Magnetic Field Induced Insulating Phases at Large $r_s$

TL;DR

This study investigates the complex insulating phases in a low-density two-dimensional hole system under magnetic fields, revealing non-monotonic phase transitions and a shifting quantum Hall state as density varies.

Contribution

It uncovers a rich phase diagram with non-monotonic insulating phase behavior and a transition of the quantum Hall state at low densities, expanding understanding of strongly correlated 2D systems.

Findings

Reentrant insulating phase initially strengthens then weakens with decreasing density.

At lowest densities, the quantum Hall state shifts from ν=1/3 to ν=1.
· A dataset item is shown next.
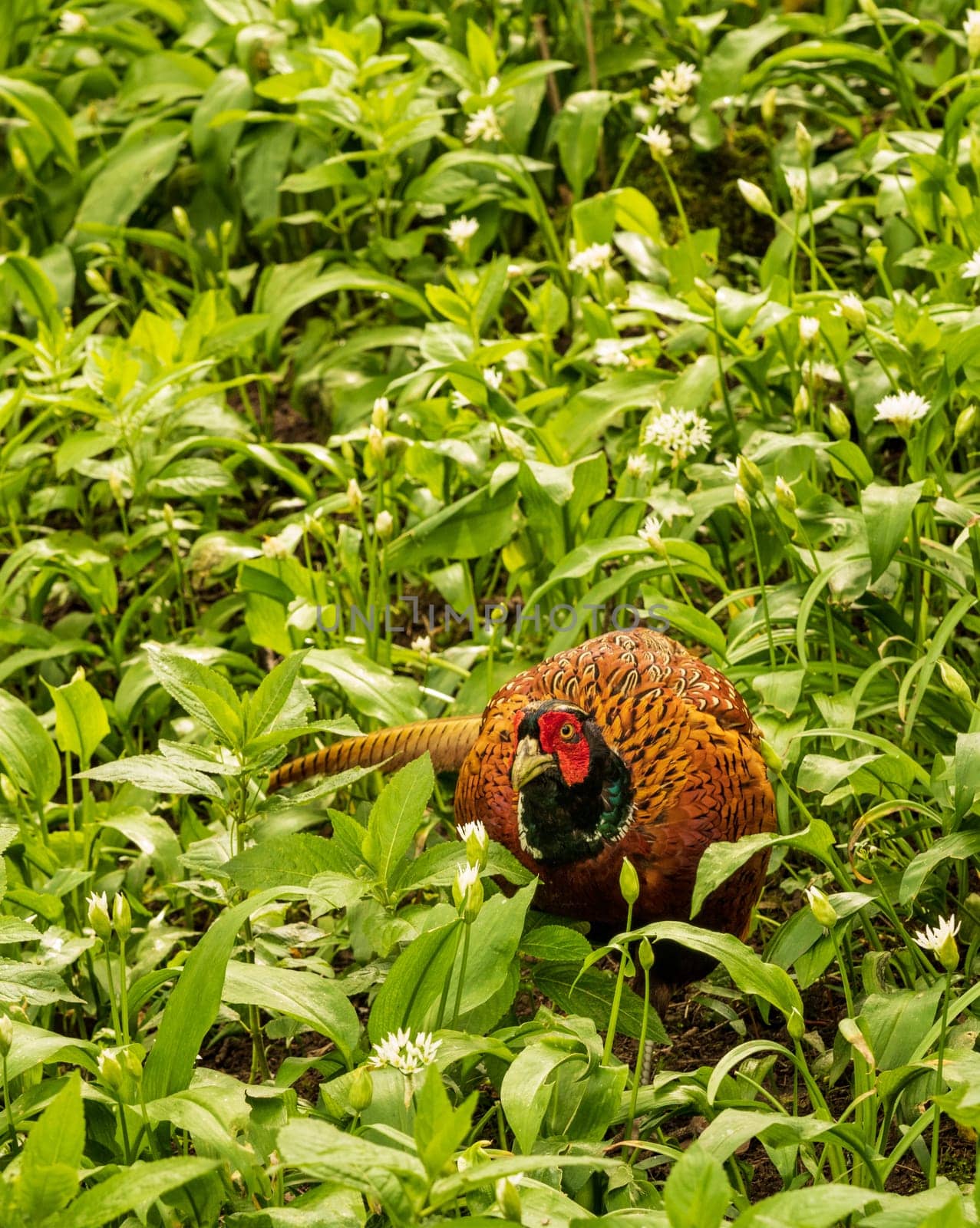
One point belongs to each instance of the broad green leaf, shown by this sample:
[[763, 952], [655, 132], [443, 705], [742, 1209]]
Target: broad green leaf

The phase behavior can be explained by a non-monotonic melting line in phase space.

Abstract

Exploring a backgated low density two-dimensional hole sample in the large $r_s$ regime we found a surprisingly rich phase diagram. At the highest densities, beside the $\nu=1/3$, 2/3, and 2/5 fractional quantum Hall states, we observe both of the previously reported high field insulating and reentrant insulating phases. As the density is lowered, the reentrant insulating phase initially strengthens, then it unexpectedly starts weakening until it completely dissapears. At the lowest densities the terminal quantum Hall state moves from $\nu=1/3$ to $\nu=1$. The intricate behavior of the insulating phases can be explained by a non-monotonic melting line in the $\nu$-$r_s$ phase space.